A whole flock of familiar objects jogged past him then, and he punched away at the illuminated photos below. This took place for his left eye, and then it all happened again for his right.

“Next, with your left eye covered, a picture of a familiar object will be flashed to your right eye. You are to reach with your left hand, repeat, left hand, into a group of objects and find the one whose picture you saw.”

“Okay,” Fred said. A picture of a single die was flashed; with his left hand he groped around among small objects placed before him until he found a die.

“In the next test, several letters which spell out a word will be available to your left hand, unseen. You will feel them and then, with your right hand, write out the word the letters spell.”

He did that. They spelled HOT.

“Now name the world spelled.”

So he said, “Hot.”

“Next, you will reach into this absolutely dark box and with both eyes covered, and with your left hand touch an object in order to identify it. Then tell us what the object is, without having seen it visually. After that you will be shown three objects somewhat resembling one another, and you will tell us which of the three that you see most resembles the object you manually touched.”

“Okay,” Fred said, and he did that then, and other tests, for almost an hour. Grope, tell, look at with one eye, select. Grope, tell, look at with the other eye, select. Write down, draw.

“In this following test you will, with your eyes again covered, reach out and feel an object with each hand. You are to tell us if the object presented to your left hand is identical to the object presented to your right.”

He did that.

“Here in rapid succession are pictures of triangles in various positions. You are to tell us if it is the same triangle or—”

After two hours they had him fit complicated blocks into complicated holes and timed him doing this. He felt as if he was in first grade again, and screwing up. Doing worse than he had then. Miss Frinkel, he thought; old Miss Frinkel. She used to stand there and watch me do this shit back then, flashing me “Die!” messages, like they say in transactional analysis. Die. Do not be. Witch messages. A whole bunch of them, until I did finally luck up. Probably Miss Frinkel was dead by now. Probably somebody had managed to flash her a “Die!” message back, and it had caught. He hoped so. Maybe it had been one of his. As with the psych testers now, he flashed such messages right back.

It didn’t seem to be doing much good now. The test continued.

“What is wrong with this picture? One object among the others does not belong. You are to mark—”

He did that. And then it was actual objects, one of which did not belong; he was supposed to reach out and manually remove the offending object, and then, when the test was over, pick up all the offending objects from a variety of “sets,” as they were called, and say what characteristic, if any, all the offending objects had in common: if they constituted a “set.”

He was still trying to do that when they called time and ended the battery of testing and told him to go have a cup of coffee and wait outside until called.
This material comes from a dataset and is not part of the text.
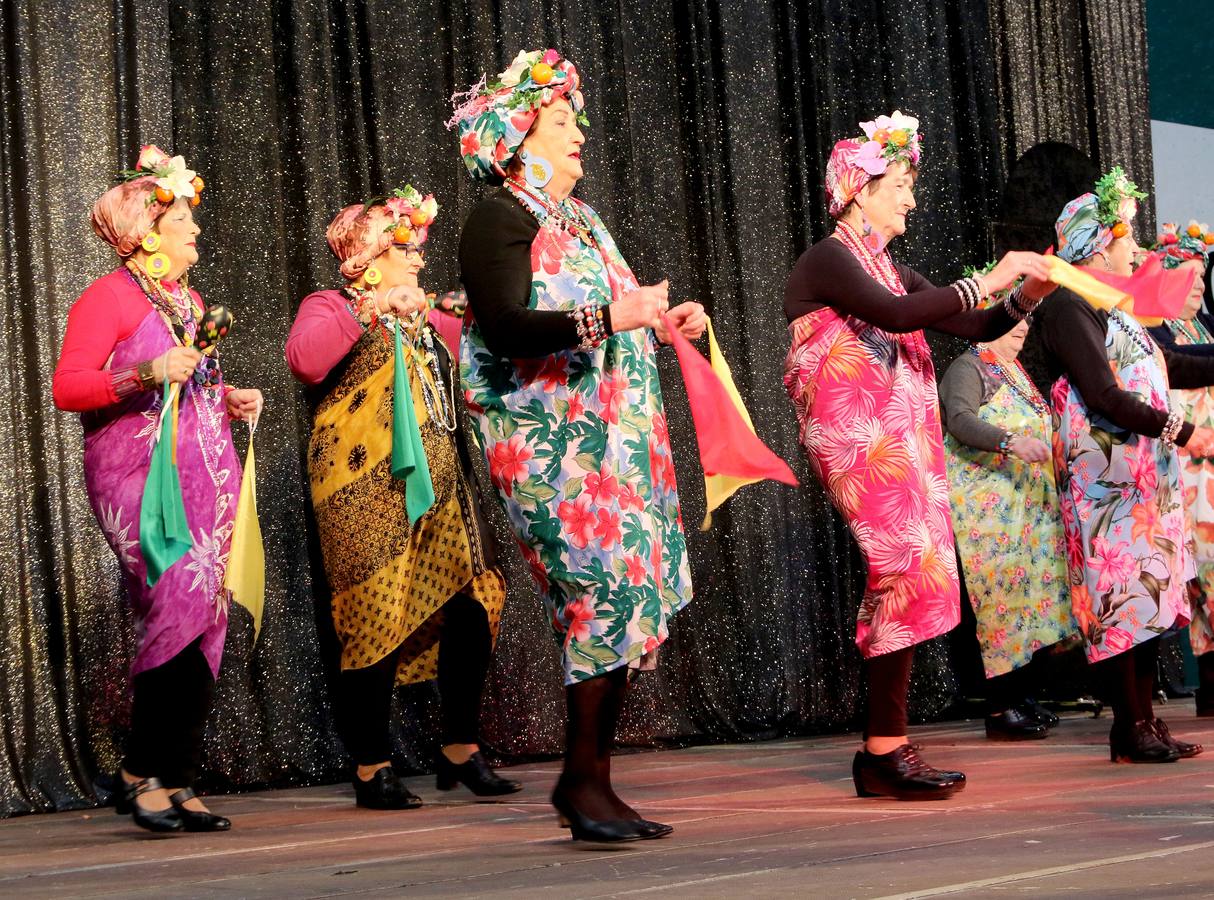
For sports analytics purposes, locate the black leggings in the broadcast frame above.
[864,646,914,737]
[123,638,215,788]
[339,594,493,765]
After an interval—which seemed damn long to him—a tester appeared and said, “One more thing, Fred—we want a sample of your blood.” He gave him a slip of paper: a lab requisition. “Go down the hall to the room marked ‘Pathology Lab’ and give them this and then after they have taken a blood sample come back here again and wait.”

“Sure,” he said glumly, and shuffled off with the requisition.
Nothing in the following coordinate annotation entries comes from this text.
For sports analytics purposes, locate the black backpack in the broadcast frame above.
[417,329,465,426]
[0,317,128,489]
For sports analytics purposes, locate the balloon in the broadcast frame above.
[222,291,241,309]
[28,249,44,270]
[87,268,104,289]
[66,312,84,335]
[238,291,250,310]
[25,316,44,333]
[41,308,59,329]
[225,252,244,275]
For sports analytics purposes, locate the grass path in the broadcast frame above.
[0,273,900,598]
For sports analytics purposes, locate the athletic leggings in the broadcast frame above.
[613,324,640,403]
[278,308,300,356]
Traces in the blood, he realized. They’re testing for that.

When he had gotten back to Room 203 from the pathology lab he rounded up one of the testers and said, “Would it be all right if I went upstairs to confer with your superior while I’m waiting for your results? He’ll be taking off for the day soon.”

“Affirmative,” the psych tester said. “Since we decided to have a blood sample taken, it will be longer before we can make our evaluation; yes, go ahead. We’ll phone upstairs when we’re ready for you back here. Hank, is it?”

“Yes,” Fred said. “I’ll be upstairs with Hank.”

The psych tester said, “You certainly seem much more depressed today than you did when we first saw you.”